Gazoduc pour l'Eternité
Lundi onze février deux mille huit. Onze heures vingt-trois du matin. Température au sol, quinze degrés en pleine journée, zéro degré la nuit. En ce moment, je circule surtout le jour, mais il m'arrive de me balader la nuit, donc je suis soumis aux deux revers de la médaille. Je suis obligé de suer le jour et de me frigorifier la nuit. Tels sont les aléas météorologiques de ce début de siècle.
Jeudi s'est achevé comme il avait commencé, dans la solitude. J'ai mangé des cannelloni, ce qui n'est pas banal, et bu de la bière. Il me reste une demi-douzaine de bières dans mon frigo, et moins d'une semaine avant mon déménagement; parviendrai-je à leur régler leur sort dans un si bref délai? Le suspense est insoutenable.

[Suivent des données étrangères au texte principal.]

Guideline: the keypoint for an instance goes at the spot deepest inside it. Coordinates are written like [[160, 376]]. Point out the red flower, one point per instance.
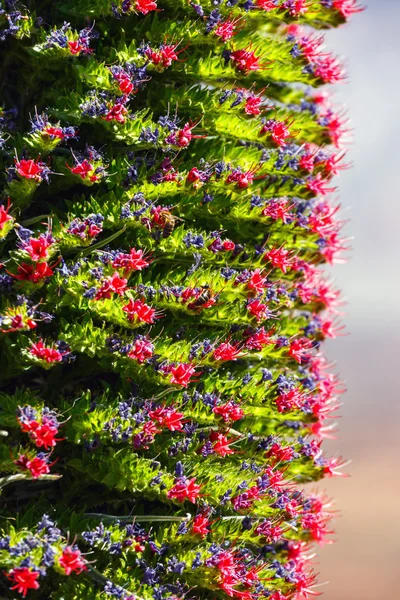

Vendredi, je me suis barré. Orléans est une ville dont j'ai fait le tour. Non qu'il n'y ait encore des endroits à visiter, des musées dans lesquels piétiner, tout un univers de sensations nouvelles à découvrir avec la venue du printemps, mais mon séjour orléanais a occupé tout l'espace qu'il était susceptible d'occuper. Ma connaissance de la ville et de ses environs en restera définitivement où elle demeure présentement. Dans cinq jours, je quitterai définitivement la ville, et bon débarras.
Vendredi huit février, comme chaque semaine depuis quelque temps, j'ai pris le train de quatorze heures deux, qui me dépose vers quinze heures en gare d'Austerlitz. Comme les journées sont ensoleillées, j'ai pris un vélo libre jusque chez Ramethep, où j'ai mangé des nouilles, puis des pizzas. J'avais apporté des bières, dont mon frigo regorge. Je n'ai pas la capacité matérielle de descendre des bières suffisamment vite. Vertige était là. Nous avons regardé "The big heat", un polar de Fritz Lang tourné dans les années cinquante, et "The decline of Western civilization", deuxième partie, un documentaire de quatre-vingt-huit sur le heavy metal. Retour à pied, puis en train.
Samedi neuf février, je me suis réveillé chez mes parents. Sauf revers d'infortune, cette scène risque de se répéter mainte fois dans les semaines à venir. J'ai esquivé le déjeuner en famille pour fuir sur Paris, à pied puis en vélo, chez Tonga et la Souris, pour une bouffe, puis quelques parties de cartes, et comme le soir nous est tombé dessus à l'improviste, j'y suis resté pour une raclette. Je suis rentré vers la minuit, à bicyclette puis à pied. Bilan des opérations, huit kilomètres à pied et quinze bornes à vélo. J'en ai rêvé toute la nuit.
Dimanche dix février, nous fêtions, par surprise, les soixante ans de mon père. Différents parents proches en étaient. Treize à table, un repas plantureux, notamment un tiramisu délectable. J'ai mis les bouts vers seize heures, au moment du café, me rendre à Massy pour une partie de Shadowrun. La partie s'est bien déroulée, malgré un épilogue dont les conséquences s'annoncent difficiles à démêler. Suite le mois prochain. En soirée, partie de boggle chez ma tante, et retour à domicile.
Programme de la journée: me reposer un peu, jouer au scrabble si je trouve une partenaire disponible, mais je crains que ça ne soit pas le cas. Lire un peu. Je suis actuellement sur un roman policier léger, "One for the money", de Janet Evanovich. Une jeune femme devient chasseuse de primes pour rembourser ses dettes, mais la cible qu'elle traque est peut-être l'élu de son cœur, voire innocent du crime dont on l'accuse. Il y a une douzaine de suites, apparemment. La semaine dernière, j'avais terminé "Pollen", avant de lire "La vie Payenne", un bref roman de Jean-Bernard Pouy, dont j'ai vraisemblablement épuisé tout le stock dont je disposais.
Plus tard dans la semaine: demain, retourner sur Orléans. Finir mes cartons, vider mon frigo, jeter les papiers, bouteilles et autres déchêts recyclables accumulés au fil des mois. Trouver une camionnette à louer, y entasser ma main d'œuvre bénévole et quitter à jamais mon appartement. Retour à la case départ, sans toucher vingt mille euros.